Preoccupazioni per il calo del mercato interno e il settore del commercio stritolato dall’online
Quello della calzatura è uno dei settori chiave dell’industria della moda italiana, con 14,3 miliardi di fatturato nel 2018, con oltre 75mila persone occupate e che esporta l’85% dei suoi prodotti. Un settore che, nonostante queste sue eccellenze, continua purtroppo a soffrire, come confermano i dati elaborati da Confindustria Moda per il primo semestre 2019 e presentati nel corsi dell’edizione settembrina del Micam a Milano. La produzione è calata del -2,3% in volume, ma è salita del +2% in valore, conseguenza delle tensioni commerciali internazionali, della Brexit che incombe, del calo di Paesi importanti come la Cina e la Germania. Anche la Russia, dopo una ripresa lo scorso anno, è calata del -15%.
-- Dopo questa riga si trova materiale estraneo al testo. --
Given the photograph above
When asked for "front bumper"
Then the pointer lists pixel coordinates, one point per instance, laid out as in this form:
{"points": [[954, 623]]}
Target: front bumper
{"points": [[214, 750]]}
Tiene l’Ue, che copre il 70% dell’export del calzaturiero, e crescono il Nord America (+13,5%) e il Far East (+11,4%), con exploit della Corea del Sud a +12,8%. Aumenti che hanno contribuito a far salire il valore complessivo dell’export del +8,4%, per un totale di un nuovo record di 4,22 miliardi di euro di scarpe vendute oltre confine, e che porta il saldo commerciale a +13,1% per 1,96 miliardi.
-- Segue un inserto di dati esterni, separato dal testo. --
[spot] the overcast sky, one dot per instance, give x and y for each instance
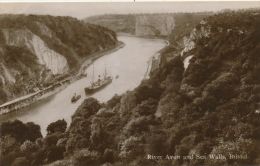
(85, 9)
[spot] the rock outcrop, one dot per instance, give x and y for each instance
(25, 38)
(37, 51)
(197, 33)
(154, 25)
(151, 25)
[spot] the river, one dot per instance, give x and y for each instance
(129, 63)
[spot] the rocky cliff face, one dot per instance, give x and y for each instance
(37, 51)
(188, 42)
(158, 25)
(154, 25)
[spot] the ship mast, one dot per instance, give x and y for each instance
(93, 74)
(105, 69)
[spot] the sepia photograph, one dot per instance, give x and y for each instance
(173, 83)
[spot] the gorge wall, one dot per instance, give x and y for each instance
(36, 51)
(151, 25)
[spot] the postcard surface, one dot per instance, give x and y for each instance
(133, 83)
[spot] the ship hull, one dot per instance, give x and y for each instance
(91, 90)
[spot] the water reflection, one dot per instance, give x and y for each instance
(129, 63)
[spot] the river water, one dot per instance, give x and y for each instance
(129, 63)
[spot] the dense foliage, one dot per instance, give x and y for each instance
(211, 108)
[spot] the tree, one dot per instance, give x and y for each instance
(58, 126)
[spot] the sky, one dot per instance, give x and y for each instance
(81, 10)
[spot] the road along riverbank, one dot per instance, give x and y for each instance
(39, 95)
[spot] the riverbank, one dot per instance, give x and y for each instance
(29, 99)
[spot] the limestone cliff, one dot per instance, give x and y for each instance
(37, 51)
(154, 25)
(188, 42)
(25, 38)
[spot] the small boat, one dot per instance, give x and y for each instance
(99, 84)
(75, 98)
Cresce bene la produzione delle aziende terziste per i marchi del lusso, ma vanno peggio le imprese di dimensioni da piccole a medio-grandi, che sono l’anima dei distretti, dove l’80% delle aziende ha meno di 20 dipendenti. I dati maggiormente negativi vengono dal mercato interno dove i consumi segnano un calo del -3,7% in quantità e -3,2% per spesa. Tutte le tipologie segnano un meno, tranne le nuove star del settore, le sneaker (+0,8% in quantità e +2,9% in valore). Si compra e si spende sempre più online (+10,3% in volume e +17,3% per spesa), dove si effettua oggi l’11% degli acquisti totali, mentre cala del -11% in quantità e del 16% in spesa il canale del negozio tradizionale. Male anche l’ambulantato con -14%.
Siro Badon
neo presidente
Assocalzaturifici
Esportiamo calzature con un alto contenuto di ricerca e di qualità, ma abbiamo avuto una flessione nelle quantità. Un grido di allarme che voglio lanciare è questo, perché meno quantità significa anche meno produzione e diminuzione di forza lavoro. In effetti nel primo semestre le imprese sono calate di 119 unità e la forza lavoro di 492, le ore di cassa integrazione autorizzate per le imprese sono salite del 27,1%.